Taking that observation as another objection aimed at jurisdiction, and assuming without deciding the applicability of § 11-1586 (c), supra, to such proceedings,7 we are not persuaded, on this record, that any testimony given was the product of a disclosure or use of “information concerning a juvenile before the court, directly or indirectly derived from the record, papers, files, or communications of the court, or acquired in the course of official duties * * (Emphasis supplied.) Indeed, the record reveals that the testimony given related to events immediately before and after arrest. Neither this administrative proceeding nor the testimony given can be said, on this record, to have derived from any assumed violation of § ll-1586(c), supra.

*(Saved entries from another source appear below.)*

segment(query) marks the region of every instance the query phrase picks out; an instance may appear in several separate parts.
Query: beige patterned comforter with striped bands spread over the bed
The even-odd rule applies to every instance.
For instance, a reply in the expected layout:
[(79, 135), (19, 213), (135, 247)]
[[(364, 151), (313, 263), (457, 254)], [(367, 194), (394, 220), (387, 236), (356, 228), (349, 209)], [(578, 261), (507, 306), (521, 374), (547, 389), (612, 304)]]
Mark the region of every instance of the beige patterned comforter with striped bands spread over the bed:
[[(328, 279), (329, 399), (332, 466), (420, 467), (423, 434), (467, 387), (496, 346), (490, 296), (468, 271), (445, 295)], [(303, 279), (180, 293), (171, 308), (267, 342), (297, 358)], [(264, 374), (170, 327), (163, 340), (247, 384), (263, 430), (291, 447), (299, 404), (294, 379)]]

Petitioner’s remaining contention deals with a statement by the arresting officer that petitioner refused to give a urine specimen. Immediately after hearing of petitioner’s statement about drinking “six beers at home” the Permit Control Officer asked: “Was there a chance of [a]' urine specimen being taken?” The arresting officer replied: “No sir. Refused.” No-further testimony was given on the subject. In View of the testimony relating to the odoriferous condition of the car and petitioner, his unsteady condition, and an unchallenged admission that he had earlier consumed a substantial quantity of beer, we conclude that such reference to petitioner’s refusal was not of sufficient magnitude to fatally infect the fairness of the hearing. Accordingly, the order of suspension is

Affirmed.

. Petitioner was a child seventeen years of age. See D.C.Code 1967, § 16-2301. At the time of the hearing petitioner was awaiting disposition of a petition filed against him in Juvenile Court arising out of the incident in question.

. Such conduct was alleged to have amounted to operation of a motor vehicle in such a manner as to show a flagrant disregard for the safety of persons or property. See Part V, Section 5(a), Traffic and Motor Vehicle Regulations.

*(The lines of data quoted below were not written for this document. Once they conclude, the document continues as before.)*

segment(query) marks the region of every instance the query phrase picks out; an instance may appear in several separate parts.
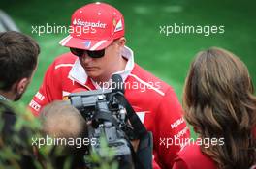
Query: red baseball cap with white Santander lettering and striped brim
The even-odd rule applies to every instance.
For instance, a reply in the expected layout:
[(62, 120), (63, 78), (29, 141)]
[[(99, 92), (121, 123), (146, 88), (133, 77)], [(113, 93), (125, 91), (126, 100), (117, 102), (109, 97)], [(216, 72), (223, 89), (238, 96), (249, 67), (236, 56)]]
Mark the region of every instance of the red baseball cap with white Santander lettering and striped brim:
[(122, 14), (106, 3), (91, 3), (78, 9), (71, 18), (70, 35), (59, 43), (84, 50), (101, 50), (124, 36)]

.Beginning on its effective date, October 21, 1969 the District of Columbia Administrative Procedure Act, D.C.Code, §q 1-1501 et seq., permits immediate review of such an unsuccessful challenge to jurisdiction by this Court unless the Court shall otherwise defer decision. D.C. Code 1967, § 1-1510, (1969 Supp. II).

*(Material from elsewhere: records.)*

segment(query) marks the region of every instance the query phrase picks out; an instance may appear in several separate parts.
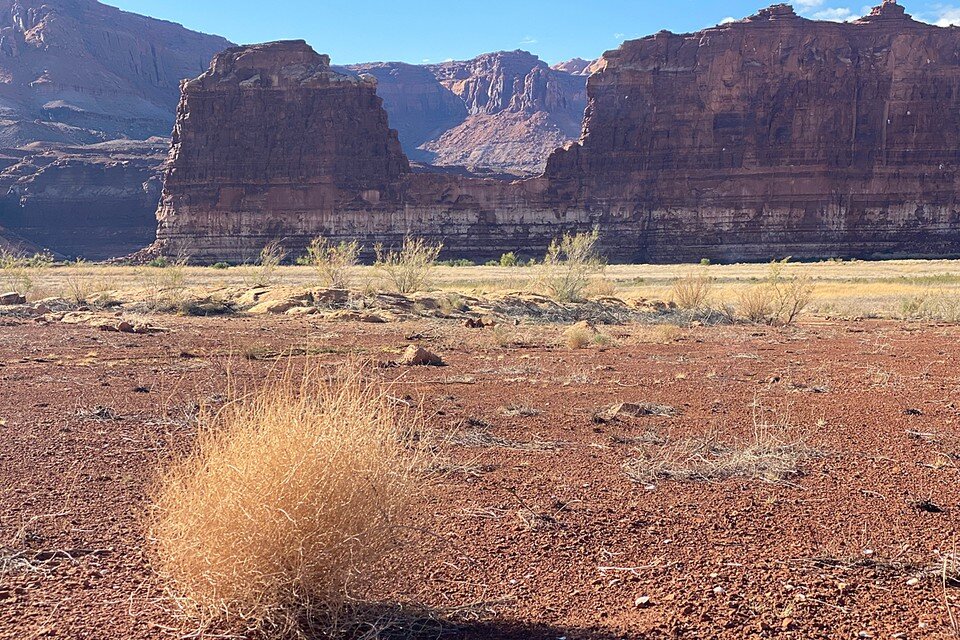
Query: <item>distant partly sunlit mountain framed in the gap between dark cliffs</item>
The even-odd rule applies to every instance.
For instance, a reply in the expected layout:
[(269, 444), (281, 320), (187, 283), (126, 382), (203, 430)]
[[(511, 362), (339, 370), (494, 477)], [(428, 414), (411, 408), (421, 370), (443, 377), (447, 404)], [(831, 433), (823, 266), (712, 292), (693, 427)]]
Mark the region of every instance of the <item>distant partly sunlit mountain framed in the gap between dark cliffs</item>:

. Commonwealth v. Cronin, 336 Pa. 469, 9 A.2d 408, 125 A.L.R. 1455 (1939).

. It would indeed strain reason to conclude, in the absence of express legislative intent, that Congress intended, for the sake of safety in the streets, to permit suspension, pendente lite, of an adult’s driver’s license hut not that of a juvenile.

. That section provides:

“Whoever, except for the purposes permitted and in the manner provided by subsections (a) and (b) of this section, discloses, receives, or makes use of, or authorizes, knowingly permits, participates in, or acquiesces in, the use of information concerning a juvenile before the court, directly or indirectly derived from the records, papers, files, or communications of the court, or acquired in the course of official duties, upon conviction thereof, shall be guilty of a misdemeanor, and shall be fined not more than $100 or imprisoned not more than ninety days, or both.”

. See D.C.Code 1967, § 40-609 (e), Stuart v. District of Columbia, D.C.Mun.App., 157 A.2d 294 (1960) and Davis v. District of Columbia, D.C.App., 247 A.2d 417 (1968). But cf. Schmerber v. California, 384 U.S. 757, 771, 86 S.Ct. 1826, 16 L.Ed. 2d 908 (1966).